Nearly two thirds of British workers (62 percent) are either totally oblivious of the Government’s recent pension freedom laws or have scant understanding of how they are affected, according to a major new survey of 5,000 UK employees by Towers Watson.

The findings, published today, also uncover a major worry among those who have a better understanding of the reforms, which give people over the age of 55 access to as much of their defined contributions pension scheme as they choose. Nearly half of those surveyed (47 percent) believe pensioners will be vulnerable later in life, some (42 percent) think the reforms will promote irresponsible spending and around a quarter (26%) are concerned that the changes will increase the possibility of fraud.

The survey also exposes a worrying lack of planning for old age among the UK’s working population. While over three quarters, or 77 percent, of people surveyed acknowledge that retirement planning is a topic that should be discussed more often, 56 percent admit they rarely discuss it and only 38 percent have had a conversation with anyone about it in the last year.

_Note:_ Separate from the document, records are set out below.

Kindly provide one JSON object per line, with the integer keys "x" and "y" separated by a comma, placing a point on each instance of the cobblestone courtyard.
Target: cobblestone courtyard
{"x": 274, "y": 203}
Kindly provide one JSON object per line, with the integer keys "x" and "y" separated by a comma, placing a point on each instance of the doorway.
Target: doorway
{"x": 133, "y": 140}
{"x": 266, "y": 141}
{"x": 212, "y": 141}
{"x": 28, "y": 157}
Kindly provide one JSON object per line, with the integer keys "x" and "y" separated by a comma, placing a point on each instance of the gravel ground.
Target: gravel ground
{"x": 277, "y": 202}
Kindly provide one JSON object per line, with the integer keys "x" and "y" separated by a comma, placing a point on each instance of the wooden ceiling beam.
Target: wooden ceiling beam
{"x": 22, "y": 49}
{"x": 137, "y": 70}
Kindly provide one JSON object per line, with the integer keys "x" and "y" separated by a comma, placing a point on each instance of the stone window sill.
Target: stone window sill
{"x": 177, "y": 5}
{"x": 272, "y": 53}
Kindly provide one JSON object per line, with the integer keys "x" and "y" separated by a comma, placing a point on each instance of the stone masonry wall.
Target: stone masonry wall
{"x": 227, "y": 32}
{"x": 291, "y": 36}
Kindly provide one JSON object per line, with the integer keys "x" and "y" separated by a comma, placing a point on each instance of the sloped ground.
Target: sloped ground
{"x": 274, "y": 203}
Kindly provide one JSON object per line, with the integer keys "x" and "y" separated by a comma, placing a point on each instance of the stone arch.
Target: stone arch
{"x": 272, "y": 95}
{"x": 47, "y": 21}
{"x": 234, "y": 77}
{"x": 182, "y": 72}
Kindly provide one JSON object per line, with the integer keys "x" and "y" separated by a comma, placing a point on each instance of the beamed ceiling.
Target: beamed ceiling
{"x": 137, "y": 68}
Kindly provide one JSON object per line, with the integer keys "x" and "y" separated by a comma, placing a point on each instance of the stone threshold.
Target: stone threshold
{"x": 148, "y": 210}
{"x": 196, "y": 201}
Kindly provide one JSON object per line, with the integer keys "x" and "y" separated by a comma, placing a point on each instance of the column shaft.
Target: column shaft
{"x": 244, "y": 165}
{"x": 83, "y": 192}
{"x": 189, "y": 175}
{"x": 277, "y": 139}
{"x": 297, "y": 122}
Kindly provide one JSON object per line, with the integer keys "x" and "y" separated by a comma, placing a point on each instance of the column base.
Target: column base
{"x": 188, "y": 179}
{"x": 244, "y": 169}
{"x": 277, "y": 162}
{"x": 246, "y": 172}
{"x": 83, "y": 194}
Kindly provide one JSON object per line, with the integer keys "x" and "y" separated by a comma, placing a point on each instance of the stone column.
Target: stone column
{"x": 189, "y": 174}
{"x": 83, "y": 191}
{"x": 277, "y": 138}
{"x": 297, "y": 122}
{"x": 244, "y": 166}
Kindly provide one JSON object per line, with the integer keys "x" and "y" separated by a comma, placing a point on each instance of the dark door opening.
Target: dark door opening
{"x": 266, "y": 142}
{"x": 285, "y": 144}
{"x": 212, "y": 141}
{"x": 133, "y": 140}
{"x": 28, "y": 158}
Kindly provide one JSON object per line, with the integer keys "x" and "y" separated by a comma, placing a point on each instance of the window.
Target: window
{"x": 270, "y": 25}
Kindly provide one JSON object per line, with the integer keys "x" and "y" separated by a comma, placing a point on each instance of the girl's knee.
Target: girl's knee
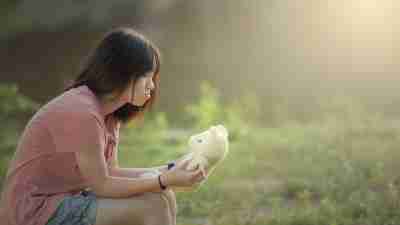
{"x": 169, "y": 194}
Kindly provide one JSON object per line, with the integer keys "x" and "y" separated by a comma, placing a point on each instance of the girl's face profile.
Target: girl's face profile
{"x": 142, "y": 90}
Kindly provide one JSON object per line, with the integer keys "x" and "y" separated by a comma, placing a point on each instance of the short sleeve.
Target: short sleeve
{"x": 77, "y": 130}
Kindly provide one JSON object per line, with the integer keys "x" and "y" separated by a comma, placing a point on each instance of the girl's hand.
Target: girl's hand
{"x": 179, "y": 176}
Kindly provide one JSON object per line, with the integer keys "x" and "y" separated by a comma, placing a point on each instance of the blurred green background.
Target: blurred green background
{"x": 307, "y": 89}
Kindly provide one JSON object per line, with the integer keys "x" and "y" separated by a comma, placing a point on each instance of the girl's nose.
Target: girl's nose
{"x": 151, "y": 86}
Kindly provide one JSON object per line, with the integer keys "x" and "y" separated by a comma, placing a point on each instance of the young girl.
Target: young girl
{"x": 65, "y": 168}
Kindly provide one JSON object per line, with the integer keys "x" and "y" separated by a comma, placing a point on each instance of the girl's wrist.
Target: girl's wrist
{"x": 161, "y": 182}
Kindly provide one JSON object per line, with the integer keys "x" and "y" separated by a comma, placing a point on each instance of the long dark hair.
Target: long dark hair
{"x": 123, "y": 55}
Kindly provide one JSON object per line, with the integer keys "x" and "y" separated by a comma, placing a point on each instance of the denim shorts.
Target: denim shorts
{"x": 78, "y": 209}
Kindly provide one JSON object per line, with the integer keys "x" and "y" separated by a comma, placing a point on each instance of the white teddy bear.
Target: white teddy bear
{"x": 205, "y": 150}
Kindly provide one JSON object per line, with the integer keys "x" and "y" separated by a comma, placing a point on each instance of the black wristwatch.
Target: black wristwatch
{"x": 170, "y": 165}
{"x": 162, "y": 186}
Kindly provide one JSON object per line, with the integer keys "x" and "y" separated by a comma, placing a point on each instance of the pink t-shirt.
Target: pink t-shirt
{"x": 44, "y": 168}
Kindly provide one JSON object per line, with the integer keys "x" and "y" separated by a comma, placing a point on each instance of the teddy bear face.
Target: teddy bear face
{"x": 212, "y": 143}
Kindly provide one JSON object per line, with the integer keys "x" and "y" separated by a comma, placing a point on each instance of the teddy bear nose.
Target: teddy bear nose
{"x": 222, "y": 129}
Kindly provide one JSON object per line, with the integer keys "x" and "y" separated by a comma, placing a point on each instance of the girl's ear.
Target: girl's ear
{"x": 127, "y": 94}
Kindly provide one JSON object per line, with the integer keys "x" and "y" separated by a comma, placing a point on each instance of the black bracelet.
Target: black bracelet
{"x": 170, "y": 165}
{"x": 163, "y": 187}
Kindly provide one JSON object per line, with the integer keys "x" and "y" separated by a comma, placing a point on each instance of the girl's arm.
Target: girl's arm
{"x": 135, "y": 172}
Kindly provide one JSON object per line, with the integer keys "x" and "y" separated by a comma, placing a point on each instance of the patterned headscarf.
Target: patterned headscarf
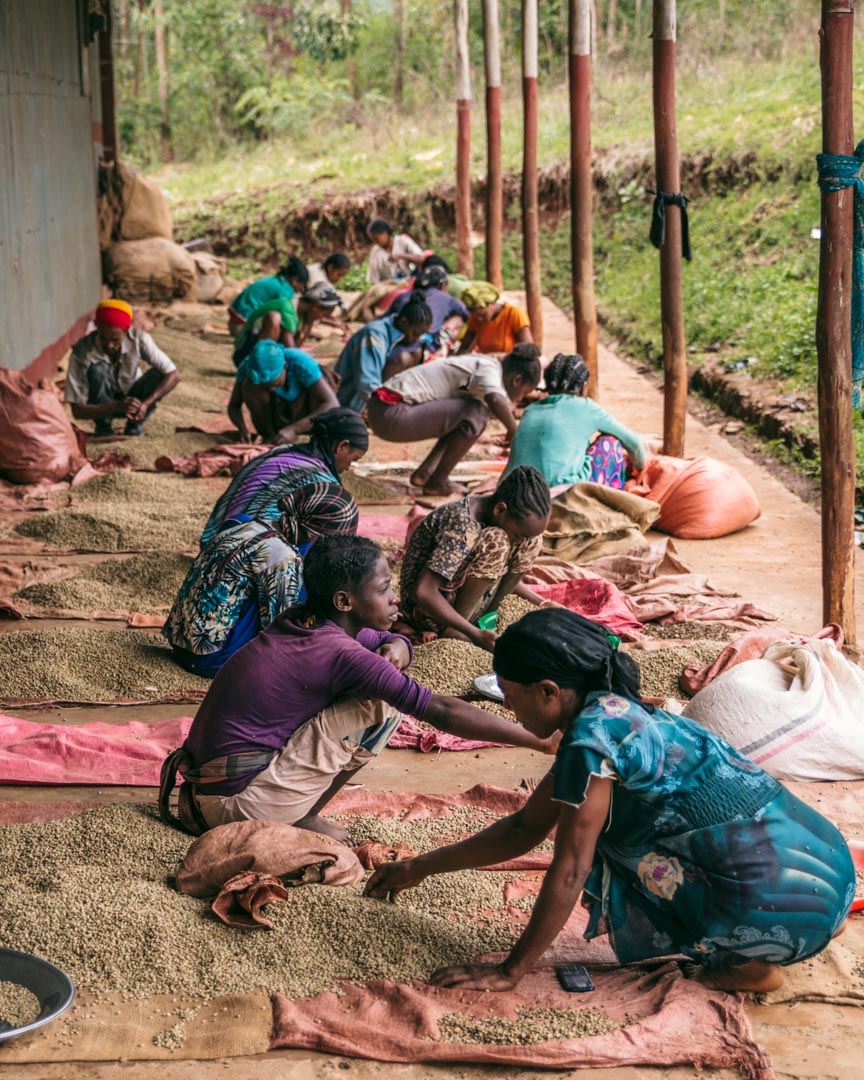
{"x": 478, "y": 294}
{"x": 566, "y": 648}
{"x": 315, "y": 510}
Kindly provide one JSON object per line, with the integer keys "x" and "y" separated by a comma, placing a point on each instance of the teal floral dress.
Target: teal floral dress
{"x": 245, "y": 577}
{"x": 704, "y": 853}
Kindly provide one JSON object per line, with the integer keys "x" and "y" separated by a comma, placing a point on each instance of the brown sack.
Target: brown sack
{"x": 211, "y": 270}
{"x": 37, "y": 441}
{"x": 590, "y": 521}
{"x": 243, "y": 898}
{"x": 267, "y": 847}
{"x": 145, "y": 212}
{"x": 150, "y": 270}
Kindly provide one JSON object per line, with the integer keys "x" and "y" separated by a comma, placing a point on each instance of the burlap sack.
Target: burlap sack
{"x": 211, "y": 270}
{"x": 150, "y": 270}
{"x": 145, "y": 211}
{"x": 266, "y": 847}
{"x": 37, "y": 441}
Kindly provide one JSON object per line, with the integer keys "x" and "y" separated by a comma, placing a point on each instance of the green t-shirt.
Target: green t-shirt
{"x": 261, "y": 292}
{"x": 284, "y": 306}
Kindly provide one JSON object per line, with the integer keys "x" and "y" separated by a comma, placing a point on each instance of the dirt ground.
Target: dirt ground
{"x": 774, "y": 563}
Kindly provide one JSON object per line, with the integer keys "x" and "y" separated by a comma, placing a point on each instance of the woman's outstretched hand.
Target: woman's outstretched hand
{"x": 389, "y": 880}
{"x": 474, "y": 976}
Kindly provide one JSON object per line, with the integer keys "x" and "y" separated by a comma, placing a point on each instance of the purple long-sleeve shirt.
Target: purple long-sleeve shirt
{"x": 283, "y": 678}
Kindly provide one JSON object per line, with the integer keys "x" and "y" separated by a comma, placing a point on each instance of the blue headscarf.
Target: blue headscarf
{"x": 265, "y": 363}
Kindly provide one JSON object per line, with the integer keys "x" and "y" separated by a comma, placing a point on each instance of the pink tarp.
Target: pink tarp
{"x": 673, "y": 1021}
{"x": 414, "y": 736}
{"x": 129, "y": 753}
{"x": 669, "y": 1020}
{"x": 133, "y": 752}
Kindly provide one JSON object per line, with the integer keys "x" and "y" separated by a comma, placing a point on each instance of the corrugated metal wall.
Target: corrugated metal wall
{"x": 50, "y": 270}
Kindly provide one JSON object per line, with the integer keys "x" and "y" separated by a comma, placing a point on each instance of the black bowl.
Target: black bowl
{"x": 52, "y": 986}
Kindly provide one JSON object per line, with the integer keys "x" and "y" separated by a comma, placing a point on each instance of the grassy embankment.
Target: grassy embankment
{"x": 752, "y": 284}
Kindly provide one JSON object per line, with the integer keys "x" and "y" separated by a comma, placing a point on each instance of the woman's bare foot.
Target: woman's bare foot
{"x": 314, "y": 823}
{"x": 755, "y": 977}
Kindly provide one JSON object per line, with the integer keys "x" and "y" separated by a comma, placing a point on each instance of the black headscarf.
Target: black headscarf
{"x": 568, "y": 649}
{"x": 333, "y": 427}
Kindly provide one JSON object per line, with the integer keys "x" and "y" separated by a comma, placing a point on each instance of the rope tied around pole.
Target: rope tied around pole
{"x": 658, "y": 232}
{"x": 836, "y": 173}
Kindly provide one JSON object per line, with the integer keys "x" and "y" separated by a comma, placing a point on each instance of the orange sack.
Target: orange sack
{"x": 700, "y": 498}
{"x": 37, "y": 441}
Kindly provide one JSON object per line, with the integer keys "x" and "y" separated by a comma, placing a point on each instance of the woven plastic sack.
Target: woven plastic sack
{"x": 37, "y": 441}
{"x": 150, "y": 270}
{"x": 798, "y": 712}
{"x": 265, "y": 847}
{"x": 145, "y": 210}
{"x": 700, "y": 498}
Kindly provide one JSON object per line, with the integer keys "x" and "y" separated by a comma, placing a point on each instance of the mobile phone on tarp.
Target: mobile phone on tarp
{"x": 575, "y": 979}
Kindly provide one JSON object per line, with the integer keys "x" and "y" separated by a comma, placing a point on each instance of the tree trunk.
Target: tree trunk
{"x": 581, "y": 190}
{"x": 162, "y": 73}
{"x": 611, "y": 21}
{"x": 530, "y": 207}
{"x": 495, "y": 190}
{"x": 136, "y": 82}
{"x": 400, "y": 12}
{"x": 834, "y": 328}
{"x": 464, "y": 257}
{"x": 669, "y": 183}
{"x": 124, "y": 29}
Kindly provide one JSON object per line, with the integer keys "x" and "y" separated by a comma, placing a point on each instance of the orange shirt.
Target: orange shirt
{"x": 500, "y": 334}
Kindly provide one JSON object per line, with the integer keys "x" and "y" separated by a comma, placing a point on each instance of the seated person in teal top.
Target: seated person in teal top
{"x": 361, "y": 363}
{"x": 283, "y": 389}
{"x": 277, "y": 320}
{"x": 676, "y": 842}
{"x": 556, "y": 434}
{"x": 293, "y": 278}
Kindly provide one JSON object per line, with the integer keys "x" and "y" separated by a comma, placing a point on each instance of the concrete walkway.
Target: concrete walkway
{"x": 775, "y": 563}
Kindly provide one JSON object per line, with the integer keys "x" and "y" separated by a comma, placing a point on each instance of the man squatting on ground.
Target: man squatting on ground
{"x": 295, "y": 713}
{"x": 105, "y": 375}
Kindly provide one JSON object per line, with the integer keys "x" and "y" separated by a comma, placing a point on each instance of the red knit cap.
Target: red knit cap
{"x": 113, "y": 313}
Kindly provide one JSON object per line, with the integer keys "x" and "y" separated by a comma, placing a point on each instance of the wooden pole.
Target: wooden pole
{"x": 464, "y": 255}
{"x": 530, "y": 207}
{"x": 495, "y": 184}
{"x": 669, "y": 183}
{"x": 399, "y": 58}
{"x": 110, "y": 144}
{"x": 581, "y": 190}
{"x": 834, "y": 334}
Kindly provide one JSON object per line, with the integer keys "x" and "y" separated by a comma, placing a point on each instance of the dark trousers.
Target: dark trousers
{"x": 102, "y": 388}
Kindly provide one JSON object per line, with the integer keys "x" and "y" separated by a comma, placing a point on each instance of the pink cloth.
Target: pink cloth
{"x": 671, "y": 1021}
{"x": 228, "y": 459}
{"x": 594, "y": 598}
{"x": 413, "y": 736}
{"x": 130, "y": 753}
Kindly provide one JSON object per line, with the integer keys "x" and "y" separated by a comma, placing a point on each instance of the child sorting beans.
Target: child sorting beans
{"x": 450, "y": 400}
{"x": 466, "y": 556}
{"x": 319, "y": 693}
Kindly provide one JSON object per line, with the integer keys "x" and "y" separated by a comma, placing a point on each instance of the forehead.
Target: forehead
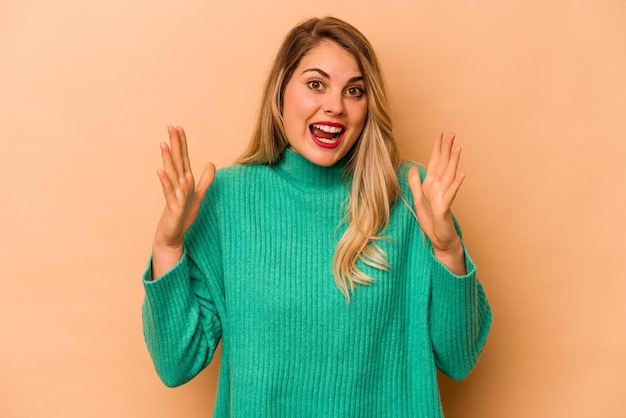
{"x": 332, "y": 59}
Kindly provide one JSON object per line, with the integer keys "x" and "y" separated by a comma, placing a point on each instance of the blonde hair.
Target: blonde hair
{"x": 372, "y": 161}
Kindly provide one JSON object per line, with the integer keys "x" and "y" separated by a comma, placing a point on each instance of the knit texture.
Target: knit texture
{"x": 256, "y": 273}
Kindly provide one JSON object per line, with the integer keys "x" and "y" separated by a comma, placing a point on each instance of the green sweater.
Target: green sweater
{"x": 256, "y": 273}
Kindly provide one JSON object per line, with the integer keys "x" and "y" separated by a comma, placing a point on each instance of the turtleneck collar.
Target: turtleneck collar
{"x": 303, "y": 173}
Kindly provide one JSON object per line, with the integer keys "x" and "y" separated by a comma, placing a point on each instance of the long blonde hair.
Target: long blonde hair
{"x": 372, "y": 162}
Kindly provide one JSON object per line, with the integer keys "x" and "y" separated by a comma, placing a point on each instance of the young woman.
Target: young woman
{"x": 333, "y": 272}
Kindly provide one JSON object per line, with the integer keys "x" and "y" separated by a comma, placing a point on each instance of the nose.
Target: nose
{"x": 333, "y": 104}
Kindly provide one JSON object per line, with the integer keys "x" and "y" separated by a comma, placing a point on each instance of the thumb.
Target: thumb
{"x": 206, "y": 178}
{"x": 415, "y": 184}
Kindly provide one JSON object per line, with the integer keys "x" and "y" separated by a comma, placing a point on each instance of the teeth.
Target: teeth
{"x": 328, "y": 129}
{"x": 327, "y": 140}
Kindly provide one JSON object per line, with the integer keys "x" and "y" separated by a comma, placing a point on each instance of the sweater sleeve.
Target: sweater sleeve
{"x": 180, "y": 322}
{"x": 183, "y": 309}
{"x": 460, "y": 318}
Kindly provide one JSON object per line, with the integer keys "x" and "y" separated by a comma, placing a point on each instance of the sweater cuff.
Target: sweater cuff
{"x": 441, "y": 272}
{"x": 173, "y": 285}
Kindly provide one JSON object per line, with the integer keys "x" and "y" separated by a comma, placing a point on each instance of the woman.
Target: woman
{"x": 334, "y": 276}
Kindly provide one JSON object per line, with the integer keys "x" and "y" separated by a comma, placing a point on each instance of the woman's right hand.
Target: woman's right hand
{"x": 183, "y": 198}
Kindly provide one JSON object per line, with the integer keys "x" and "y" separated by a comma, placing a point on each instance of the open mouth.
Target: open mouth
{"x": 327, "y": 135}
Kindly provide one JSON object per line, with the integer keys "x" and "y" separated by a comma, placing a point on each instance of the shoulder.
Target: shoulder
{"x": 238, "y": 175}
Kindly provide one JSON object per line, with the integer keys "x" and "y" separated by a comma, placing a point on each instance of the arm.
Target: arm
{"x": 460, "y": 316}
{"x": 181, "y": 323}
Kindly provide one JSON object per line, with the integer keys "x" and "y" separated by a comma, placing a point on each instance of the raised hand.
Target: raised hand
{"x": 183, "y": 198}
{"x": 433, "y": 198}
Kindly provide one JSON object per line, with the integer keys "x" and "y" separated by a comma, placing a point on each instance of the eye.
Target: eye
{"x": 355, "y": 91}
{"x": 316, "y": 85}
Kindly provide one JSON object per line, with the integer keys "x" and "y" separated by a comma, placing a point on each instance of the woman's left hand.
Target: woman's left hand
{"x": 433, "y": 198}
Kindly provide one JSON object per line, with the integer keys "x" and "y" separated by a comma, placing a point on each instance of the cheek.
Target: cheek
{"x": 360, "y": 113}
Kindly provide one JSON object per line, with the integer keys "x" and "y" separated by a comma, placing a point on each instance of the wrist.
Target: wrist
{"x": 164, "y": 258}
{"x": 453, "y": 258}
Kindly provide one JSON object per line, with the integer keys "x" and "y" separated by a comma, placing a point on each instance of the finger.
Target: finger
{"x": 168, "y": 164}
{"x": 434, "y": 154}
{"x": 416, "y": 186}
{"x": 206, "y": 178}
{"x": 184, "y": 151}
{"x": 444, "y": 155}
{"x": 168, "y": 188}
{"x": 175, "y": 146}
{"x": 453, "y": 165}
{"x": 452, "y": 191}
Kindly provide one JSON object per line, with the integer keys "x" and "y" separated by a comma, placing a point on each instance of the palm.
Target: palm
{"x": 434, "y": 195}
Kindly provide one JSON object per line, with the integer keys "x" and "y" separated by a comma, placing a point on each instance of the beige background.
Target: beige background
{"x": 535, "y": 90}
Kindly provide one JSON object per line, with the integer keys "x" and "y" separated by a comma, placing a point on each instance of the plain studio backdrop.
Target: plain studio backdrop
{"x": 536, "y": 91}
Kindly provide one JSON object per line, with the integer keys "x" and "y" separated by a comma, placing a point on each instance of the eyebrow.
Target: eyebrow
{"x": 326, "y": 75}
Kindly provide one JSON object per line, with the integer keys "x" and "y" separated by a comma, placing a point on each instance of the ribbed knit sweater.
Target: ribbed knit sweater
{"x": 257, "y": 273}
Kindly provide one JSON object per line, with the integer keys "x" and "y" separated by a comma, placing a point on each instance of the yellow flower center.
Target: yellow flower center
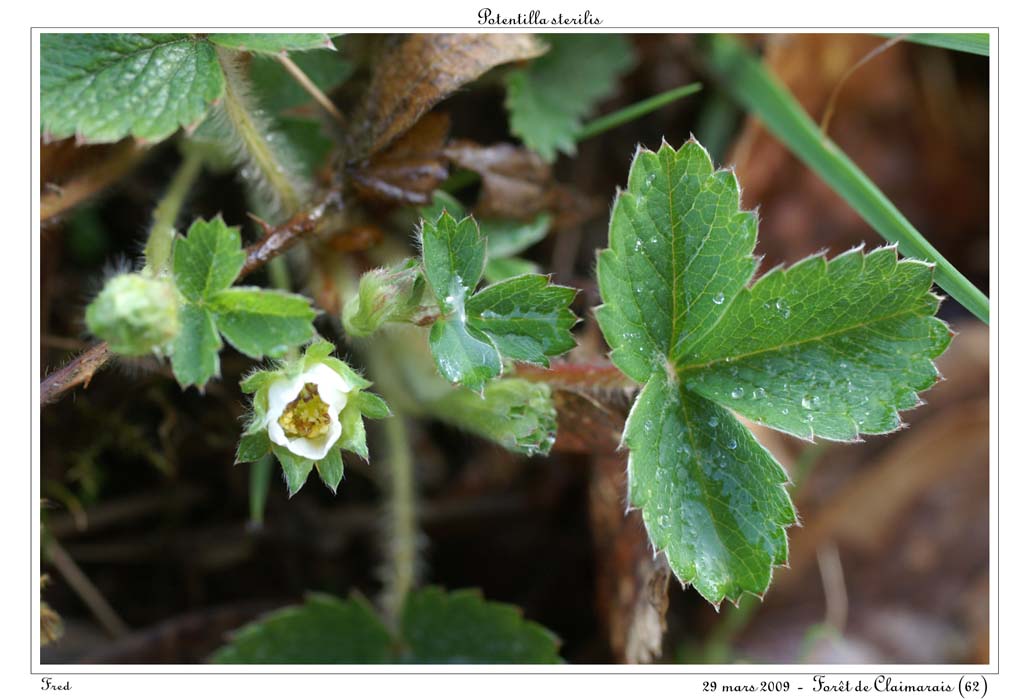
{"x": 306, "y": 416}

The survey also found that, in general, putting money aside as savings is only a financial priority for a third (34 percent) of employees.

Fiona Matthews, Managing Director of LifeSight, Towers Watson’s master trust, stated: “These findings show that people hardly ever discuss savings for pensions and retirement plans and, perhaps partly as a consequence, many UK workers are poorly informed about the Government’s recent pension reforms. This information deficit has the potential to store up major problems in the future, especially as our ageing population means there will be 15.5 million pensioners in the UK by 2030.

“It is not surprising that this lack of interest in discussing retirement planning has caused many to worry they haven’t saved enough for retirement. This is supported by the research which shows that employees are saving, on average, £1,640 less of their salary annually than they think they should. (9.5% of salary vs. 14.3%) – this significant saving shortfall could have major ramifications for people’s quality of life in retirement.

“However, there are signs that young people in particular are keen to address the retirement savings challenge by having more open discussions and increasing their level of understanding. This is a positive step as, more than ever, the onus is now on individuals to make sure they are saving for later life in order to take advantage of the new choices and freedoms that are available.”

Simon Cowell

Simon Cowell was found to be the celebrity respondents would most like to receive financial advice from. Image courtesy of Wikimedia Commons

Other findings include:

  • People are perceived to have the most financial burden in their 30s, with the most freedom in their 20s and 60s
  • 18-24 year olds are the group most interested in saving for retirement; despite the fact that many in this age group are saddled with growing levels of debt from studying, such as student loans
  • Over a quarter of respondents (28 percent) are more concerned with getting wrinkles and going grey than saving for retirement
  • Simon Cowell (20%) is the celebrity that people are most likely to take financial advice from; Sarah Ferguson is the least likely to be asked (with just 1 percent)

Matthews continues: “Despite limited knowledge about the pension changes, people are engaged in their financial future to want to find out more. We strongly encourage people to reach out to their employers or pension providers to ask questions, find out about their options and get guidance on what they need to do at this stage in their life to make sure they are well prepared for retirement.”